Gerry Kelly ‘has not rowed back’ on Sinn Fein leader’s police chief remarks

Sinn Fein leader Mary Lou McDonald’s remarks over the selection of the new PSNI chief constable have “blown apart the myth of republican support for police and the rule of law in Northern Ireland”, Jim Allister has claimed.

SF president Mary Lou McDonald yesterday indicated she wants someone outside the PSNI to replace Chief Constable George Hamilton when he retires in June.

Sinn Fein's Gerry Kelly pictured outside the Policing Board headquarters in Belfast

Sinn Fein's Gerry Kelly pictured outside the Policing Board headquarters in Belfast

The party president said she did not have confidence in any of the current senior PSNI command team to succeed Mr Hamilton.

In an interview on BBC’s Stephen Nolan Show this morning, Policing Board member Mr Kelly asked whether he felt there was anyone on the senior management of the PSNI who he felt was suitable for taking over as chief constable.

After being pressed on the matter repeatedly, the North Belfast MLA eventually said: “There are clearly people capable within the PSNI and outside it to apply for this job.”

While some have suggested that Mr Kelly’s remark’s signify a u-turn on his party leader’s stance, TUV leader Mr Allister dismissed that notion.

Mary Lou McDonald

Mary Lou McDonald

He stated: “Gerry Kelly’s comments - contrary did not how they have been interpreted by some this morning - did not row back from what McDonald said.
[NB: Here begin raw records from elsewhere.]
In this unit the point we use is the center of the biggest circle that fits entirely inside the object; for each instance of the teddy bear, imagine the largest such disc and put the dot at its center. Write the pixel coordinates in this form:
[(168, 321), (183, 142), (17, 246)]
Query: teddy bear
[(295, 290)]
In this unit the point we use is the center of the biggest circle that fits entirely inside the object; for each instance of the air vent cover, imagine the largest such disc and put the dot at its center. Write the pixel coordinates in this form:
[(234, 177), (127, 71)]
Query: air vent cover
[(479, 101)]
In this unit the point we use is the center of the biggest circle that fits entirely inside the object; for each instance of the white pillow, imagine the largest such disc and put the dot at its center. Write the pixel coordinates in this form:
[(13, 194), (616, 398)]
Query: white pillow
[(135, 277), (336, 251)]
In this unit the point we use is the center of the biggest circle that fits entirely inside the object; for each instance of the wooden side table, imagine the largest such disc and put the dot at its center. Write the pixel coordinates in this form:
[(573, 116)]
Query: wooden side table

Of course there are people within the PSNI who are able to apply but there is a huge difference between saying someone from within the PSNI can apply and saying there is a possibility of someone within the PSNI being appointed.

“If the public are to have any confidence in this appointment process Sinn Fein should have no say on the selection board for the new chief constable.”

Ms McDonald’s remarks have sparked widespread criticism from political opponents.

DUP MLA Edwin Poots MLA said there can be no preconditions on what police force a candidate comes from.

“That is fully wrong, it is unjust,” he added.

“Mary Lou McDonald needs to withdraw from this position and apologise immediately. It is going to be very difficult to have any confidence in a Sinn Fein member being on the selection panel unless there is significant retraction coming from that party.”

DUP Policing Board Member Mervyn Storey MLA said he was seeking legal advice from the Chief Executive of the Policing Board regarding Ms McDonald’s comments.

“This is a very foolish comment,” he said.

“There are many capable officers in the PSNI and to make such a blanket statement is an outrageous generalisation.

“Policing Board members will be responsible for interviewing and assessing any future chief constable.

“How can any SF member sit on that panel and candidates from the PSNI expect to get a fair hearing?

“Anyone sitting on that panel must be fair and open-minded rather than having a pre-determined outcome.”

Alliance Policing Board member John Blair questioned whether Sinn Fein can remain on the interview panel to select a new chief constable.

“This was a careless and irresponsible thing to say,” said the South Antrim MLA.

“It would be the ideal scenario to have as broad a representation as possible on the selection panel which interviews candidates and decides upon George Hamilton’s replacement.

“However, this intervention from Mary Lou McDonald now begs the question as to whether any Sinn Fein representative can sit on that panel.”

The Ulster Unionist Party’s Policing Board representative, Alan Chambers, has responded by asking if Sinn Fein is preparing to withdraw support for policing.

“Mary Lou McDonald needs to be very careful in what she says,” he said.

“There will be genuine concerns that this is Sinn Fein’s way of signalling that it is preparing to withdraw support for policing in Northern Ireland.

“You would almost think they don’t want to be policed by anyone.”

In a statement, Policing Board Chair Anne Connolly said the selection and assessment processes will be based on “the key principles of merit, fairness and openness”.

She added: “This is a significant leadership position and the Board will want to attract a wide range of candidates.”